YAML Metadata Warning: empty or missing yaml metadata in repo card

Check out the documentation for more information.

Reward Model Environment

An environment that uses an external reward model hosted via vLLM to train LLMs. This environment communicates with a reward model API, formats conversations using chat templates, batches requests for efficiency, and includes retry logic for robustness.

Features

  • External Reward Model Integration: Connects to reward models hosted via vLLM's /classify endpoint
  • Automatic Model Discovery: Fetches the reward model name from /v1/models
  • Batched Requests: Sends all rollouts in a single batch request for efficiency
  • Retry Logic: Automatically retries failed requests with exponential backoff
  • Chat Template Support: Properly formats conversations using tokenizer chat templates
  • Sanity Checks: Logs statistics and warnings for reward values to ensure proper scaling

Installation

uv run vf-install reward-model-env

Usage

Basic Example

import verifiers as vf

# Load the environment
vf_env = vf.load_environment(
    "reward-model-env",
    dataset_name="gsm8k",  # HF dataset with 'prompt' or 'question' column
    dataset_config="main",  # Optional: dataset config name (required for some datasets)
    reward_model_url="http://localhost:8002",  # URL where your reward model is hosted
    tokenizer_path="./tokenizer.json",  # Optional: path to tokenizer for chat template
    num_train_examples=100,  # Optional: limit training examples
)

# Evaluate with an OpenAI-compatible model
from openai import AsyncOpenAI

results = await vf_env.evaluate(
    client=AsyncOpenAI(base_url="http://localhost:8000/v1"),
    model="your-model",
    num_examples=10,
    rollouts_per_example=1,
)

See example.py for a complete working example.

Environment Variables

Set REWARD_MODEL_URL to avoid passing it as an argument:

export REWARD_MODEL_URL="http://localhost:8002"

Reward Model Setup

This environment expects a reward model hosted via vLLM with the classification API enabled.

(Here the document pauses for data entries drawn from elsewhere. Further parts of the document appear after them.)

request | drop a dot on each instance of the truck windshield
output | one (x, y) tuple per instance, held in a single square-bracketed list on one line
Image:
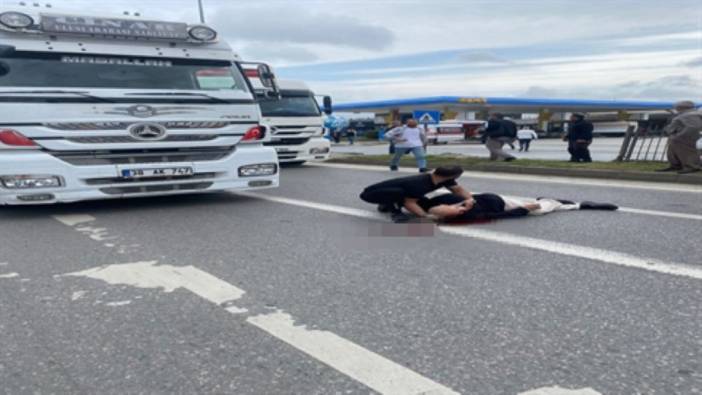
[(290, 105), (33, 70)]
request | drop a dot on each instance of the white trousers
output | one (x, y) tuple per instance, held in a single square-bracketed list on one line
[(547, 205)]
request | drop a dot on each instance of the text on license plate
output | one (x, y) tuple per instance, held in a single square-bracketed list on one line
[(164, 172)]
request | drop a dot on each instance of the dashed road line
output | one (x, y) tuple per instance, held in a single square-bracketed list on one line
[(362, 365), (625, 184), (560, 391), (74, 219), (596, 254)]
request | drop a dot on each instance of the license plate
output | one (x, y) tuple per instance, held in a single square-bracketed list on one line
[(153, 173)]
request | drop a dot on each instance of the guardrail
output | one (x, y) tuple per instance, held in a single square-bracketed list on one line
[(643, 144)]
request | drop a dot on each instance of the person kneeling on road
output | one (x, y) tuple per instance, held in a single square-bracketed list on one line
[(489, 206), (405, 192)]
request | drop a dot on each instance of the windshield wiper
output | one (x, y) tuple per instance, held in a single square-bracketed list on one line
[(213, 98), (50, 92)]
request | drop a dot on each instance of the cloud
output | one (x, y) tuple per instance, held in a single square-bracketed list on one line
[(298, 25), (480, 57), (697, 62), (262, 51), (671, 87)]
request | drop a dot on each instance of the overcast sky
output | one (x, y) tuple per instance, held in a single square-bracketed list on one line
[(366, 50)]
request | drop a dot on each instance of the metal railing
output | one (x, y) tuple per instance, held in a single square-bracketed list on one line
[(644, 144)]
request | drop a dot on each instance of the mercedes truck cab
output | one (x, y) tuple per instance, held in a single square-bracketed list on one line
[(99, 107)]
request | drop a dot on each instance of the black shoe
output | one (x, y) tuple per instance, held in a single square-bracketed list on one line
[(400, 218), (598, 206), (386, 208), (561, 201)]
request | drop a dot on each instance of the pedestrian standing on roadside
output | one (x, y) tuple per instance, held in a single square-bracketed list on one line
[(510, 131), (683, 133), (496, 135), (409, 138), (525, 135), (395, 124), (579, 138), (351, 135)]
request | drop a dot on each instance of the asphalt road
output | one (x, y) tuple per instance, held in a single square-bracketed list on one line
[(295, 291), (602, 149)]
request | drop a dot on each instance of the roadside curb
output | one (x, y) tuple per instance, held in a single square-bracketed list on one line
[(691, 179), (595, 173)]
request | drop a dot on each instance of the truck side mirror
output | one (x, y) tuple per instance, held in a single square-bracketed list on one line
[(265, 74), (327, 105)]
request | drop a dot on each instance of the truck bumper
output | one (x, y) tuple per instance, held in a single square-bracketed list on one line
[(316, 149), (79, 182)]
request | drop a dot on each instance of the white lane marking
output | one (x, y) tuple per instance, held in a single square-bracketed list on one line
[(654, 186), (169, 278), (74, 219), (596, 254), (657, 213), (351, 359), (367, 367), (77, 295), (118, 304), (354, 212), (560, 391)]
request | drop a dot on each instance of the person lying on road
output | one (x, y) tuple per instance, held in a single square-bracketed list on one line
[(450, 208), (405, 192)]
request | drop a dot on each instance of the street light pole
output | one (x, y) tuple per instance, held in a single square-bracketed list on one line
[(202, 11)]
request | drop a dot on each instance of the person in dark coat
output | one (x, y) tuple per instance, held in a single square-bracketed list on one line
[(579, 138)]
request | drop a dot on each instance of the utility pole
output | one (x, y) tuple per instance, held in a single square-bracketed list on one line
[(202, 11)]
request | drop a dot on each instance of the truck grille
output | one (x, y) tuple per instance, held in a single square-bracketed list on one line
[(295, 141), (126, 181), (125, 157), (129, 139), (125, 125), (156, 188)]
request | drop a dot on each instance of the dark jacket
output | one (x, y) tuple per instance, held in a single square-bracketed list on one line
[(509, 128), (487, 206), (580, 130)]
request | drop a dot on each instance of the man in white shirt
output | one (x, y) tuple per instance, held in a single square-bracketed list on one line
[(525, 135), (409, 138)]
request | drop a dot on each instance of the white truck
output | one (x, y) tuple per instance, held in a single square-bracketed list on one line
[(296, 123), (96, 108)]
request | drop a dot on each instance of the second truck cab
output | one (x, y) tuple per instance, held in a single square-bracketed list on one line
[(296, 123)]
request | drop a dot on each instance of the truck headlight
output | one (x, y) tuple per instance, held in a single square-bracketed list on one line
[(202, 33), (318, 151), (16, 20), (262, 169), (31, 181)]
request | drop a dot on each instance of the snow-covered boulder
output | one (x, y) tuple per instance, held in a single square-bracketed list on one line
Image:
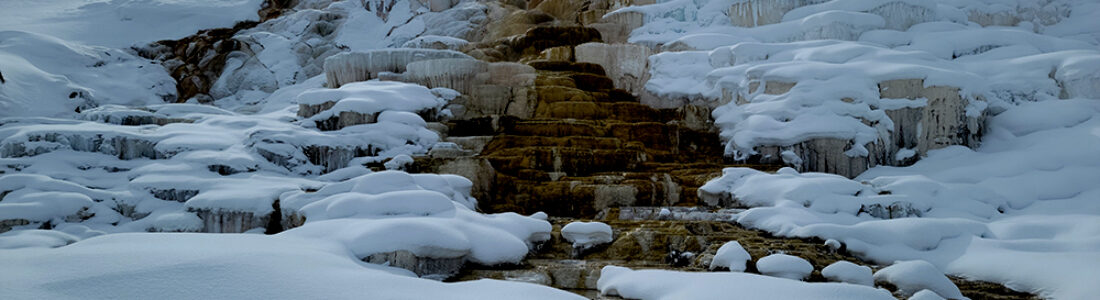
[(439, 230), (730, 256), (436, 42), (926, 295), (656, 284), (784, 266), (585, 235), (360, 66), (625, 64), (43, 76), (364, 102), (913, 276), (846, 271)]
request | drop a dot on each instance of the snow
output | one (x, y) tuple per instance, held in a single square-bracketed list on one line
[(35, 239), (784, 266), (974, 209), (846, 271), (164, 265), (652, 285), (586, 234), (732, 256), (48, 77), (374, 97), (925, 295), (90, 147), (913, 276), (123, 23), (836, 55)]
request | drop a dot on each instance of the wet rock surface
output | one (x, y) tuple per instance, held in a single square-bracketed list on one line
[(679, 244)]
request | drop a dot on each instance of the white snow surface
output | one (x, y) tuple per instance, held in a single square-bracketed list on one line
[(655, 285), (914, 276), (730, 255), (836, 52), (784, 266), (123, 23), (1026, 196), (1019, 209), (48, 77), (89, 147), (216, 266), (846, 271), (586, 234)]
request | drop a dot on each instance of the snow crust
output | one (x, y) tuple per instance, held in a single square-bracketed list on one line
[(732, 256), (828, 59), (784, 266), (914, 276), (966, 211), (123, 23), (157, 265), (800, 81), (652, 284), (44, 76), (846, 271), (586, 234)]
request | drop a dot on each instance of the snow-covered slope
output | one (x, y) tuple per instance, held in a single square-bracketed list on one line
[(91, 152), (987, 110), (189, 266), (993, 103), (123, 23), (846, 85), (50, 77)]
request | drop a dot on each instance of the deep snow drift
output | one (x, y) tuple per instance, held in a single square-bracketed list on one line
[(988, 109), (993, 103)]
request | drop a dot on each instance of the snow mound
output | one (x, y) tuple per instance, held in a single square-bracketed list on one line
[(653, 285), (846, 85), (226, 266), (586, 234), (784, 266), (846, 271), (123, 23), (914, 276), (730, 256), (44, 76)]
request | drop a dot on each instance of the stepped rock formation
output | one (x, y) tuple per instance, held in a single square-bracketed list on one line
[(545, 109)]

Example setup:

# Start vLLM with a reward model
vllm serve Skywork/Skywork-Reward-Llama-3.1-8B-v0.2 \
  --port 8002 \
  --enable-classification

API Format

The environment expects the following API endpoints:

/v1/models (GET)

Returns available models:

{
  "data": [
    {"id": "Skywork/Skywork-Reward-Llama-3.1-8B-v0.2"}
  ]
}

/classify (POST)

Request:

{
  "model": "Skywork/Skywork-Reward-Llama-3.1-8B-v0.2",
  "input": [
    "<s>[INST]question[/INST]answer</s>"
  ]
}

Response:

{
  "data": [
    {
      "index": 0,
      "label": "LABEL_0",
      "probs": [0.85],
      "num_classes": 1
    }
  ]
}

The probs[0] value is used as the reward.

Chat Template Formatting

The environment properly formats multi-turn conversations for the reward model:

# Input conversation
[
  {"role": "user", "content": "lets do python coding"},
  {"role": "assistant", "content": "Sure! How'd you like to get started?"}
]

# Formatted output (using Llama-style template)
"<s>[INST]lets do python coding[/INST]Sure! How'd you like to get started?</s>"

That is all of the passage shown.